SEOUL, KOREA - Green Cross Corp. will build a blood product plant in Canada at the cost of 180 billion won, aimed at entering the United States market. The company said on April 7 that it has signed an agreement with the Quebec provincial government in building a blood fractionation plant there in exchange for financial support and priority purchasing privilege. This is the first time for a domestic drug company to establish a production base in North America.
Under the terms of the agreement, Investissement Quebec would provide 25 million Canadian dollars (US$22.8 million) in subsidies and tax breaks in return for a plant for immune globulins and albumins. In addition, the blood products produced in the Canadian Green Cross plant will be sold locally through Hema-Quebec, a non-profit organization that manages the blood supply for the province of Quebec.
Hema-Quebec is currently supplying about 30 percent of the total immune globulins to Quebec consumed in the whole country. The organization purchases US$663-million blood fractionation products from overseas every year. Jean de Serres, co-presidents and CEO of Hema-Quebec, said, "The latest agreement with Green Cross will help us secure a stable supply of immune globulins and ultimately self-sufficiency in blood products down the road."

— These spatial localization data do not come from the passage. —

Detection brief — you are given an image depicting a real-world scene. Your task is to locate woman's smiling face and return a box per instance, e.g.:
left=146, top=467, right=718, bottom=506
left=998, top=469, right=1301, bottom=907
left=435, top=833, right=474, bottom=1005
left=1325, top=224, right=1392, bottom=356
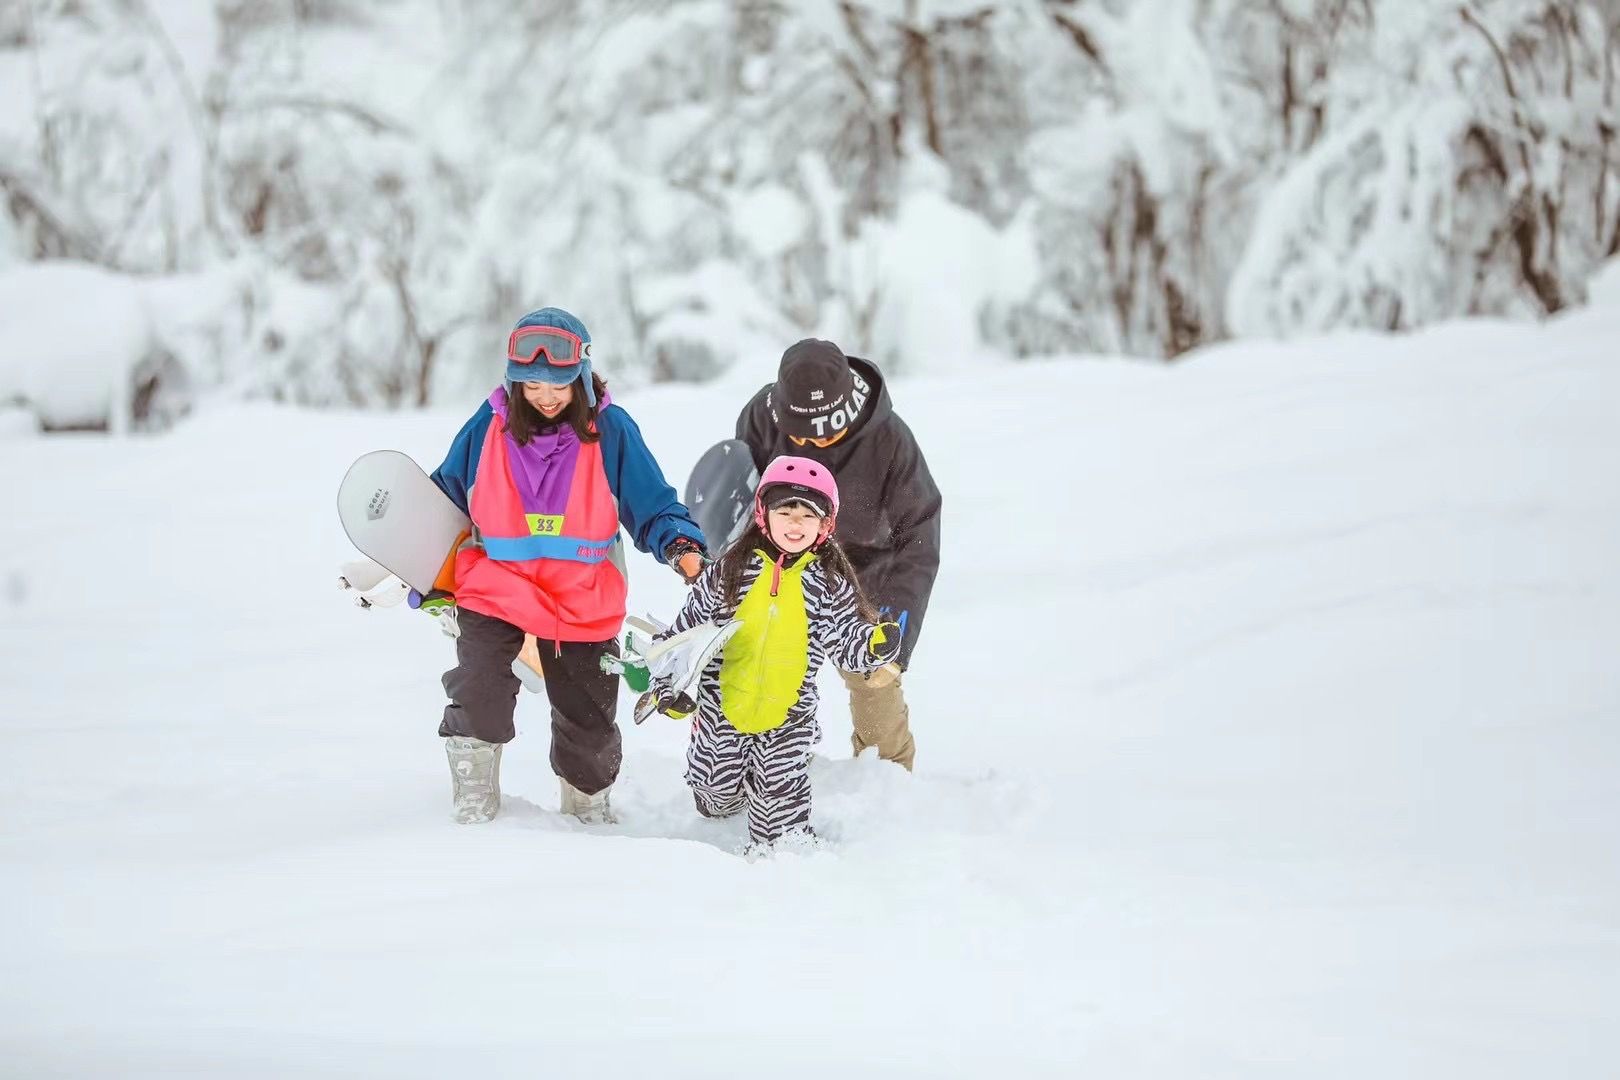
left=521, top=380, right=572, bottom=418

Green Cross expects that it will be able to make over 300 billion won in sales revenue in the North American market. Kim Young-ho, president of Green Cross Biotherapeutics, Canadian local corporation owned by Green Cross, said, "In the beginning we will supply about 15 percent of the total globulin products in Canada to Quebec. Based on this, we will expand the market to the whole North America for our drugs for hemophilia A and Hunter syndrome."